Her focus is directed towards a complex of Aboriginal groups, comprising the Jawoyn of the Katherine region and their eastern neighbours, including the Myilly, Rembararrnga, Ngarrbun Ngandi, Ngalakan, Mangarrai and Mara, whose ancestral lands spanned the southern Arnhem Land plateau. European explorers first entered their lives as early as the 1840s (Leichardt) and contact intensified during the building of the Overland Telegraph Line during the early 1870s, but it was not until the arrival of pastoralism during the 1880s that the destructive cascade of violence, the alienation of water and resources, followed by government control and increasing regulation, began to tell on these diverse cultures. Smith recounts those events dispassionately enough, but does so through the documented experiences of the families she has come to know, set against the broader context of Northern Territory history and key shifts in Australian government policy – from segregation and protectionism to assimilation and the utopian, unrealisable ideal of ‘self determination’. 

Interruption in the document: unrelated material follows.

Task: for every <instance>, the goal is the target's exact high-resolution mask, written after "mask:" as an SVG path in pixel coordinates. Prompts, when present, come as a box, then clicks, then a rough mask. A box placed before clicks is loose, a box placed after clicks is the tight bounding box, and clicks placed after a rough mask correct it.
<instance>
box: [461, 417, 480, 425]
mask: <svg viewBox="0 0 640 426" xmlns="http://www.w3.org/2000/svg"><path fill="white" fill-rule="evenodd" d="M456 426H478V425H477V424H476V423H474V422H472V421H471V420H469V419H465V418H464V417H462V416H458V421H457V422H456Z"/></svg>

 As Smith notes, ‘self-determination’ is more often a euphemism for ‘self-management’, by which European institutions have been scaled-down to fit Aboriginal communities, rather than empowering the vital structures of Aboriginal authority and kinship which have endured in these communities, against the odds. As her historical analysis shows, at each sorry stage of their dispossession and exploitation, the Aboriginal men and women of the Barunga-Wugularr region, have revealed a capacity to adapt inventively to their situation, whether this involved adapting to horticulture, providing the backbone of the Maranboy mining venture, absorbing the shocks of the government’s removal of half-caste children, or the opportunities presented by the outstation movement. Her chapter on the stolen generations, told from the perspective of a small group of survivors, separated as children from their families but always intent on returning to them, is most affecting. Smith does not use the term, but she is describing what might be called a ‘hybrid community’, whose identity has been forged precisely through the ordeals they have been forced to endure for the past 150 years.

Country, Kin and Culture first appeared in 2004. This is a revised edition, and although it still draws its material mainly from the early 1990s, the chapter on the stolen generations is a recent addition. It is a well-written book, in an easy and accessible style, and it’s a pity therefore to note a smattering of proofing errors that Wakefield Press would not have allowed in earlier years. There may be a few too many tables, rather redolent of government reports, but the photographs and maps are all apposite and there’s a good index and full bibliography. I wondered though, why it was that Smith did not include any reflexive discussion of the archaeological work she has undertaken in the region and its reception by the community members who must surely have reflected on its significance in their long historical journey.    

Reviewer: Philip Jones, PHA (SA)

Country, Kin and Culture: Survival of an Australian Aboriginal community is published by Wakefield Press.